Trwa ładowanie...
Zaloguj
Notowania
Przejdź na

Na Majdanie znów płoną opony

0
Podziel się:

W obwodach ługańskim i donieckim natomiast w nocy doszło do kolejnych starć.

Na Majdanie znów płoną opony
(PAP/EPA)

W centrum Kijowa płoną opony. To protest przeciwko próbom zlikwidowania barykad na placu Niepodległości i części głównej ulicy stolicy, Chreszczatyka. W Doniecku trwa zawieszenie broni między separatystami a ukraińskimi wojskami. W obwodzie ługańskim i donieckim doszło jednak w nocy do kolejnych walk. W samym Doniecku słychać było strzelaninę. Pod ostrzałem było także lotnisko. Ukraińska Służba Bezpieczeństwa poinformowała dziś także o wydaleniu rosyjskiego dziennikarza, który miał czynnie współpracować z separatystami.

[aktualizacja 13:28]

Aktywiści podpalili około 20 opon. Ci, którzy zamieszkali w namiotach na Majdanie protestują. Reprezentuje ich grupa około 30 mężczyzn. Podkreślają oni, że permanentna manifestacja na placu Niepodległości, to element wywierania wpływu na władze, które nie powinny im mówić, czy mają tam protestować, czy nie. Podkreślają, że demonstracje, które rozpoczęły się pod koniec listopada nie zostały zorganizowane przez polityków, a przez zwykłych obywateli.

Na Majdanie cały czas przebywa około półtora tysiąca osób, stoi kilkadziesiąt namiotów. Władze, w tym nowy mer Witalij Kliczko, twierdzą, że Majdan już zrealizował stawiane przed nim zadania i może się rozejść.

Organizacje społeczne chcą, aby nadal pozostały tam namioty do czasu przeprowadzenia prawdziwych zmian systemowych.
Chcą także przedterminowych wyborów parlamentarnych i samorządowych.

Walki wokół Doniecka

Jednocześnie pod ostrzałem jest ponownie miejscowe lotnisko międzynarodowe. Słychać strzały i wybuchy. Według relacji świadków lotnisko jest ostrzeliwane przez artylerię.
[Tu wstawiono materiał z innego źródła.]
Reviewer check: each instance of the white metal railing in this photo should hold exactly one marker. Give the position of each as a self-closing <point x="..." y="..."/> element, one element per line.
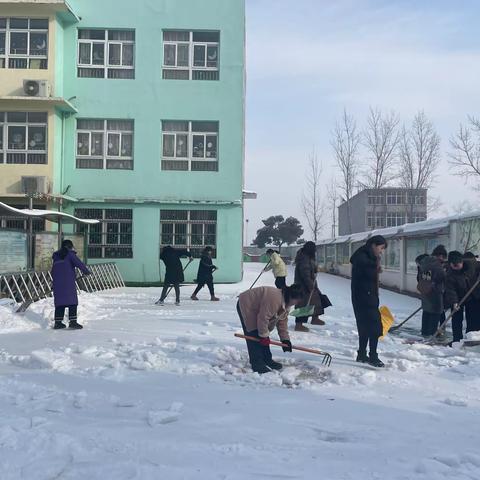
<point x="24" y="288"/>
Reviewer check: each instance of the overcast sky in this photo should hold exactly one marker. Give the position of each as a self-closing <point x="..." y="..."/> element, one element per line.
<point x="308" y="60"/>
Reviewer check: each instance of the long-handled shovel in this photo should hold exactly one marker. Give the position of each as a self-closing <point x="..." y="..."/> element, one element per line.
<point x="441" y="328"/>
<point x="327" y="358"/>
<point x="261" y="273"/>
<point x="396" y="327"/>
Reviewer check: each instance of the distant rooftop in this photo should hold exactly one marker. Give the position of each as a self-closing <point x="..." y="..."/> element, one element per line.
<point x="408" y="229"/>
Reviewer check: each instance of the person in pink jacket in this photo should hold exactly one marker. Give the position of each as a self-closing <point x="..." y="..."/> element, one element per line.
<point x="260" y="310"/>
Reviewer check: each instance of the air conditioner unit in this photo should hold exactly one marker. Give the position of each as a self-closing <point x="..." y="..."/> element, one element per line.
<point x="31" y="185"/>
<point x="36" y="88"/>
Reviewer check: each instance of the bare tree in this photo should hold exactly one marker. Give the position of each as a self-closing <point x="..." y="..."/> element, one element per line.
<point x="380" y="139"/>
<point x="312" y="203"/>
<point x="465" y="157"/>
<point x="345" y="142"/>
<point x="419" y="155"/>
<point x="332" y="200"/>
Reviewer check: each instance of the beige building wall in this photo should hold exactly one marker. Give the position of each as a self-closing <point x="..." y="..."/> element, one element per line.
<point x="11" y="84"/>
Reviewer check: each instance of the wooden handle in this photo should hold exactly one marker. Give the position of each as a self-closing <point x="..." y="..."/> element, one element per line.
<point x="279" y="344"/>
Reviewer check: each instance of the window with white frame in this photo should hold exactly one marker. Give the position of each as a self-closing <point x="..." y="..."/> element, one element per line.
<point x="191" y="55"/>
<point x="370" y="220"/>
<point x="189" y="145"/>
<point x="105" y="144"/>
<point x="112" y="237"/>
<point x="376" y="220"/>
<point x="190" y="229"/>
<point x="106" y="53"/>
<point x="396" y="198"/>
<point x="11" y="220"/>
<point x="419" y="199"/>
<point x="23" y="137"/>
<point x="24" y="43"/>
<point x="379" y="220"/>
<point x="395" y="219"/>
<point x="391" y="259"/>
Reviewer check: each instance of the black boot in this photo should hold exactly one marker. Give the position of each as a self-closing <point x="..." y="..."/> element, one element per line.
<point x="362" y="357"/>
<point x="374" y="361"/>
<point x="274" y="365"/>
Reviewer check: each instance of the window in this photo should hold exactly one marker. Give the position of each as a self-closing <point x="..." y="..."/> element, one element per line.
<point x="395" y="219"/>
<point x="376" y="199"/>
<point x="190" y="55"/>
<point x="191" y="229"/>
<point x="20" y="222"/>
<point x="395" y="198"/>
<point x="24" y="43"/>
<point x="112" y="237"/>
<point x="23" y="137"/>
<point x="369" y="219"/>
<point x="105" y="144"/>
<point x="190" y="146"/>
<point x="375" y="221"/>
<point x="392" y="254"/>
<point x="106" y="53"/>
<point x="343" y="253"/>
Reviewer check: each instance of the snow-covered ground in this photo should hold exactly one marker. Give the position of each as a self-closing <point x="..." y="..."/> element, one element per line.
<point x="148" y="392"/>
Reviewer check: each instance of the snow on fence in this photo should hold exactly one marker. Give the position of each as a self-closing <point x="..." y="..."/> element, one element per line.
<point x="27" y="287"/>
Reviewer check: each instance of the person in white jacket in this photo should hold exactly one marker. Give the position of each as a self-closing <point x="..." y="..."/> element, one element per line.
<point x="278" y="268"/>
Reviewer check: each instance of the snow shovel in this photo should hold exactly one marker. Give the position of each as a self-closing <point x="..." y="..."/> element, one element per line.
<point x="261" y="273"/>
<point x="441" y="328"/>
<point x="396" y="327"/>
<point x="327" y="358"/>
<point x="387" y="319"/>
<point x="184" y="268"/>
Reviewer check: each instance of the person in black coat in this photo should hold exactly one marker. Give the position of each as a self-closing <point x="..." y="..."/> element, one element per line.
<point x="205" y="274"/>
<point x="457" y="284"/>
<point x="305" y="275"/>
<point x="431" y="285"/>
<point x="472" y="305"/>
<point x="174" y="271"/>
<point x="365" y="271"/>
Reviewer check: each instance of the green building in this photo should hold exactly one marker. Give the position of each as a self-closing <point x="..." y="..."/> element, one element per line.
<point x="131" y="113"/>
<point x="156" y="148"/>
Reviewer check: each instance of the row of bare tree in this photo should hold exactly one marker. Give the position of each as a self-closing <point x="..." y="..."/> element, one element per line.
<point x="384" y="153"/>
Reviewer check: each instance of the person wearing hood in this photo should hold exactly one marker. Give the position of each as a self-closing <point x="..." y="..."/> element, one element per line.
<point x="457" y="284"/>
<point x="261" y="310"/>
<point x="305" y="275"/>
<point x="65" y="296"/>
<point x="205" y="274"/>
<point x="278" y="268"/>
<point x="431" y="285"/>
<point x="174" y="271"/>
<point x="366" y="267"/>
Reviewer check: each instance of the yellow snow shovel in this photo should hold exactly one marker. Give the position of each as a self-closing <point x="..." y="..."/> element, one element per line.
<point x="387" y="319"/>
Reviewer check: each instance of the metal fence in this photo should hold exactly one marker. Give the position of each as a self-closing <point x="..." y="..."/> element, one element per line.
<point x="27" y="287"/>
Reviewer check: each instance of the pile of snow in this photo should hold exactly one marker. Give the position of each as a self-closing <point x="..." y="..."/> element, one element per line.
<point x="152" y="392"/>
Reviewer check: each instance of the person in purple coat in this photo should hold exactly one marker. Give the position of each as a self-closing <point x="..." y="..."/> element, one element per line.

Według świadków w pobliżu bazy treningowej klubu piłkarskiego _ Szachtar _ Donieck było słychać strzały z broni maszynowej i odgłosy eksplozji. Nad okolicą widziano także śmigłowiec.

Prorosyjscy bojówkarze napadli także na przejście graniczne Diakowe. Według rzecznika ukraińskiej służby granicznej brało w nim udział około 80 bojowników, uzbrojonych w broń automatyczną i moździerze. Atak udało się odeprzeć, gdy w rejon starcia skierowano transportery opancerzone.

Według Służby Granicznej, atak miał umożliwić przejazd przez zieloną granicę kolejnych samochodów z bronią i najemnikami z Rosji.Wczoraj zatrzymano dwie półciężarówki, między innymi, z automatami Kałasznikowa. Funkcjonariusze bronili wtedy innego przejścia.

Wydalono rosyjskiego dziennikarza

Z Ukrainy wydalono rosyjskiego dziennikarza. Służba Bezpieczeństwa Ukrainy orzekła, iż korespondent _ Komsomolskoj Prawdy _ Aleksandr Koc aktywnie współpracował i wspierał prorosyjskich separatystów ze Słowiańska.

Telewizja Espreso poinformowała, że Koc został wsadzony do pociągu, jadącego do Rosji. Otrzymał też 5-letni zakaz wjazdu na Ukrainę. Zakaz taki nałożono też na redakcyjnego kolegę Koca, Dmitrija Steszina, który, według Służby Bezpieczeństwa, _ naruszył prawo o statusie cudzoziemca _.
Jak twierdzi telewizja Espreso, obaj dziennikarze w ostatnich miesiącach przesyłali z Ukrainy wiele korespondencji, w których dopuszczali się manipulacji, a nawet kłamstw. Jeden z nich próbował w 2006 roku wywiesić rosyjską flagę na Krymie, a drugi ma być związany z rosyjskimi organizacjami nacjonalistycznymi.

Czytaj więcej w Money.pl

Oceń jakość naszego artykułu:
Twoja opinia pozwala nam tworzyć lepsze treści.
Źródło:
money.pl
KOMENTARZE
(0)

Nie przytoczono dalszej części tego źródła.